Golden marigold can be easily grown from seed, and sown from February / March in preculture under glass. The seeds are only lightly pressed on and not covered with soil. It takes up to 14 days at a little below 20 °C / 68 °F for the first green shoots to appear. Please keep the seedlings sunny and do not keep them too moist. It is then pricked out into a nutritious potting soil, because all marigolds have a high nutritional requirement. Be sure to protect the seedlings from night frost: damage can occur even above zero degree level.

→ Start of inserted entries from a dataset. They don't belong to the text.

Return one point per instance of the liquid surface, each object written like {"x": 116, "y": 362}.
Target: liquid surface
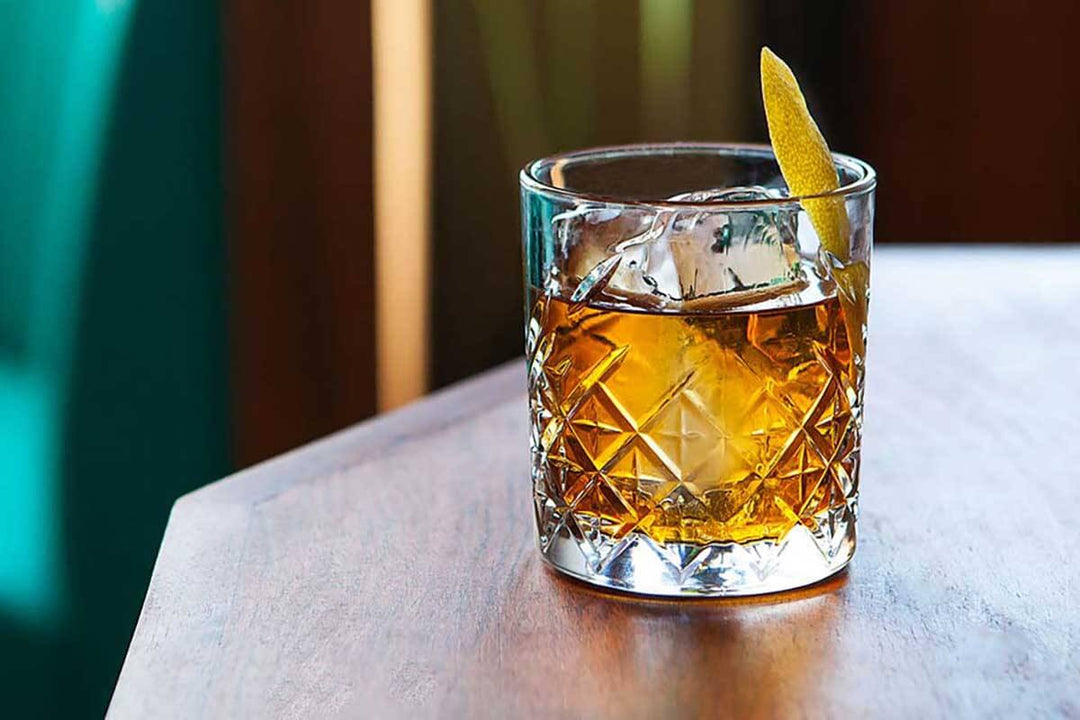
{"x": 699, "y": 428}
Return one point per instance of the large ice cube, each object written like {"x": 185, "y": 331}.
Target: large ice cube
{"x": 678, "y": 256}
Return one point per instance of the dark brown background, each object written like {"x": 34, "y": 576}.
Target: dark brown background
{"x": 966, "y": 109}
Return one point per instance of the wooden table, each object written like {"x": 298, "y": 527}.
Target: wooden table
{"x": 390, "y": 570}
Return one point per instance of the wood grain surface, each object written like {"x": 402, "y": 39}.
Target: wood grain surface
{"x": 390, "y": 571}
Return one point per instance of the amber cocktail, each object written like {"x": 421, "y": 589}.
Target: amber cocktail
{"x": 696, "y": 369}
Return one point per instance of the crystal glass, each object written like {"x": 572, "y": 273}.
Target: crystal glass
{"x": 696, "y": 363}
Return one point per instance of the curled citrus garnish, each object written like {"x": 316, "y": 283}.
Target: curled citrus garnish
{"x": 808, "y": 168}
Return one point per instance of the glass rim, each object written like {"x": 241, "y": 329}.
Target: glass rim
{"x": 865, "y": 181}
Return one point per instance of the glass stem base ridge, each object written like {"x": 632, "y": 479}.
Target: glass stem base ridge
{"x": 638, "y": 564}
{"x": 709, "y": 453}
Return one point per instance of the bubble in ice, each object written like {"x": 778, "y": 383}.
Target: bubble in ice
{"x": 679, "y": 255}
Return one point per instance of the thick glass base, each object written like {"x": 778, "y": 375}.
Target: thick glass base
{"x": 637, "y": 564}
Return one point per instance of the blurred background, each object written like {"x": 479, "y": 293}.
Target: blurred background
{"x": 229, "y": 228}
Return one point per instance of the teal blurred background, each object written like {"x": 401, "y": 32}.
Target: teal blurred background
{"x": 186, "y": 232}
{"x": 112, "y": 327}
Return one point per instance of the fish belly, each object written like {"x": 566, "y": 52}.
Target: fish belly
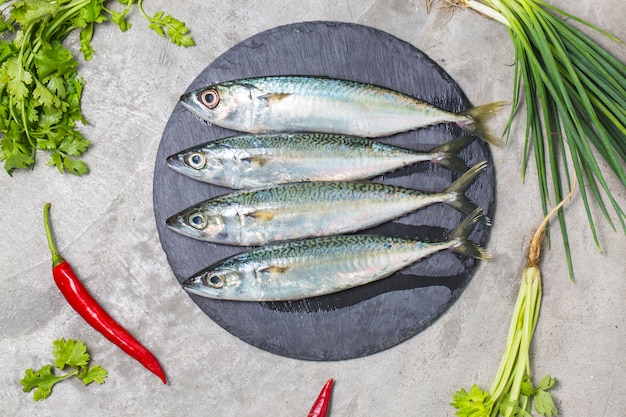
{"x": 343, "y": 264}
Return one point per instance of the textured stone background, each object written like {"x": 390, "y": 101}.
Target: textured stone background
{"x": 104, "y": 224}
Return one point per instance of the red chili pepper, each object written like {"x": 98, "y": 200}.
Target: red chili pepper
{"x": 321, "y": 404}
{"x": 89, "y": 309}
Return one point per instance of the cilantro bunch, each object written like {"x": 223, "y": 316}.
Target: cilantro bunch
{"x": 40, "y": 90}
{"x": 67, "y": 353}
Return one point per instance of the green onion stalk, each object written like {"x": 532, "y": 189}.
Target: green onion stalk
{"x": 512, "y": 392}
{"x": 575, "y": 97}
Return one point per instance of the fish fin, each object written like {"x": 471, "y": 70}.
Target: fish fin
{"x": 277, "y": 269}
{"x": 262, "y": 215}
{"x": 463, "y": 245}
{"x": 478, "y": 116}
{"x": 444, "y": 154}
{"x": 257, "y": 161}
{"x": 460, "y": 186}
{"x": 274, "y": 97}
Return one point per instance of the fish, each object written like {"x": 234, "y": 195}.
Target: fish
{"x": 309, "y": 209}
{"x": 251, "y": 161}
{"x": 312, "y": 267}
{"x": 274, "y": 104}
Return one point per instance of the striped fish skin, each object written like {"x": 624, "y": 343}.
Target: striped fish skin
{"x": 298, "y": 210}
{"x": 317, "y": 104}
{"x": 251, "y": 161}
{"x": 313, "y": 267}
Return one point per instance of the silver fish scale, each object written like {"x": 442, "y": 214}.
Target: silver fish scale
{"x": 358, "y": 246}
{"x": 316, "y": 191}
{"x": 330, "y": 88}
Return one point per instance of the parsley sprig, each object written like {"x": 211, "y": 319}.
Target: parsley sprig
{"x": 40, "y": 90}
{"x": 67, "y": 353}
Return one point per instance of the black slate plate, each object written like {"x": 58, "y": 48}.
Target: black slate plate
{"x": 363, "y": 320}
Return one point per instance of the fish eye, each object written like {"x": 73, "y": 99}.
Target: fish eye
{"x": 197, "y": 221}
{"x": 214, "y": 280}
{"x": 196, "y": 160}
{"x": 210, "y": 98}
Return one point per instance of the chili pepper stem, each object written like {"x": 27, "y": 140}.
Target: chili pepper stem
{"x": 56, "y": 257}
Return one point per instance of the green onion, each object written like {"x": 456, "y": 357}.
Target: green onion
{"x": 512, "y": 392}
{"x": 575, "y": 97}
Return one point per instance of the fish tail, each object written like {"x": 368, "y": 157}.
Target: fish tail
{"x": 460, "y": 237}
{"x": 459, "y": 201}
{"x": 477, "y": 118}
{"x": 444, "y": 154}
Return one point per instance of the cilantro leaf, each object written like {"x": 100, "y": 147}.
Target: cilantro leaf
{"x": 70, "y": 353}
{"x": 94, "y": 374}
{"x": 43, "y": 380}
{"x": 17, "y": 79}
{"x": 40, "y": 90}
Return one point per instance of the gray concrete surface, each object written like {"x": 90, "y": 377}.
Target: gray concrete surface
{"x": 104, "y": 224}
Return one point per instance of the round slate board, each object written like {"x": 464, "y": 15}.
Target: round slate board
{"x": 363, "y": 320}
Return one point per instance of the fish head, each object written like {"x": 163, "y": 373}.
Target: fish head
{"x": 221, "y": 282}
{"x": 203, "y": 163}
{"x": 199, "y": 222}
{"x": 229, "y": 105}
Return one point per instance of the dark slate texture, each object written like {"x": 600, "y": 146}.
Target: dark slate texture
{"x": 374, "y": 317}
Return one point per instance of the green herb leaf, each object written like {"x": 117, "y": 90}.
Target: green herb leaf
{"x": 69, "y": 353}
{"x": 66, "y": 353}
{"x": 43, "y": 380}
{"x": 94, "y": 374}
{"x": 475, "y": 403}
{"x": 40, "y": 90}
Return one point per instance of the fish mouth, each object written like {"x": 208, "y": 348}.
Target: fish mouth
{"x": 174, "y": 162}
{"x": 194, "y": 285}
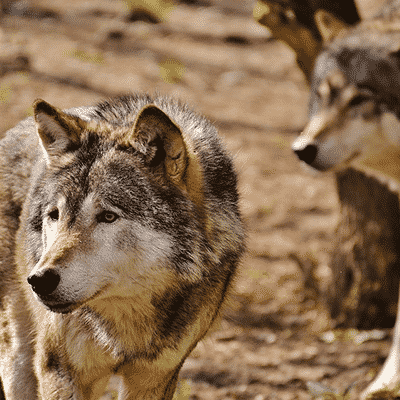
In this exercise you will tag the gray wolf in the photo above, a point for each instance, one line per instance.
(119, 237)
(354, 116)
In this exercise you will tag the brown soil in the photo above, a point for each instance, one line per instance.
(211, 54)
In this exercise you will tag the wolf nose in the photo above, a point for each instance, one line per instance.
(307, 154)
(44, 283)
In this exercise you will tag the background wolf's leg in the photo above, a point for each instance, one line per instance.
(389, 376)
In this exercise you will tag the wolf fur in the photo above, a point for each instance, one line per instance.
(119, 236)
(354, 116)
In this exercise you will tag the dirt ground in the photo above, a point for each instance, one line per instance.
(274, 336)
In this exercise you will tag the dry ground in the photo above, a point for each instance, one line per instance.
(211, 54)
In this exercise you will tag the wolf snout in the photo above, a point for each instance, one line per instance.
(306, 152)
(44, 282)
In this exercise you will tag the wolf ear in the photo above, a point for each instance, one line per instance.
(328, 25)
(57, 130)
(160, 140)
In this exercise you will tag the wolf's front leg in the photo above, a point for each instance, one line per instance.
(389, 376)
(147, 385)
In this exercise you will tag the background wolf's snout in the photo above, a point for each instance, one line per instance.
(44, 283)
(307, 153)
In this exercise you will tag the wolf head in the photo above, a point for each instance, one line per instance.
(354, 104)
(113, 210)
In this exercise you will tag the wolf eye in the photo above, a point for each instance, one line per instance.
(54, 215)
(107, 217)
(357, 100)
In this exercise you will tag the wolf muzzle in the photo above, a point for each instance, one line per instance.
(305, 152)
(44, 282)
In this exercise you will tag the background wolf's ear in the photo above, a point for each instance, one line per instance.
(161, 141)
(328, 25)
(58, 131)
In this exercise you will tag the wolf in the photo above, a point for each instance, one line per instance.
(120, 234)
(354, 116)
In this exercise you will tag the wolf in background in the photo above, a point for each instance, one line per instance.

Before planting outside, you should harden the plants. By the way: From mid-April to mid-May, you can sow directly in the bed.
You can buy golden marigold plants in clumps in garden centers. After the ice saints, the plants can go outdoors. Do not plant them too tightly, because golden marigold likes to spread: a distance of 25 cm (10 in) has proven itself.
If the precipitation-free period lasts too long, you should always water.
Every two weeks, the nutritional needs are met with liquid flowering plant fertilizer.
If you regularly cutting out, you can look forward to a lush second flowering. Where the plant grows too wide, the shoots are simply cut back.
If you want to harvest seeds, you take off the ripe seed pods from early autumn, remove and dry the elongated black seeds and keep them dark and dry until the next year. To separate the seeds and pods from the seeds, it is best to put the seed pods in a bag, seal it and shake everything vigorously once.
Diseases and pests
Golden marigold, like all tagetes, is often used as a barrier for snails, but often falls completely victim to the annoying slime animals. Aphids are also common in the garden.
If the night temperatures permanently fall below 5 ° C / 41 ° F), the plant belongs in the house. Place indoors in a cool room at 15 to 18 ° C / 59 to 64 ° F near a bright window (if possible on the south side) and keep it moderately moist.
Use of the golden marigold
Golden marigold in the kitchen
You can use the flowers, buds and young leaves. Freshly in jams, desserts, drinks, dessert sauces, fruit salads and of course for baking, wherever you would use orange or lemon peel. Dried it can be used for tea blends.
The leaves and edible flowers can be used like herbs fresh or dried as a pretty decoration and also eat. They have a special mandarin aroma. They go well with all desserts, soups, risotto, potato dishes or sauces, in jams, drinks, dessert sauces, fruit salads and of course for baking, wherever you would use orange or lemon peel.
Golden marigold as a medicinal herb
The flowers of the medicinal plant contain the substance lutein, which belongs to the carotenoids and to protect against age-related macular degeneration (AMD), an eye disease. The essential oil obtained from the flowers is also said to have a mood-lifting effect.
Golden marigold can be used for these ailments and diseases
- age-related macular degeneration (AMD)
- mood elevator
Ask your doctor or pharmacist. Visiting this page can not replace the visit to the doctor. For serious or unclear complaints, consult your doctor.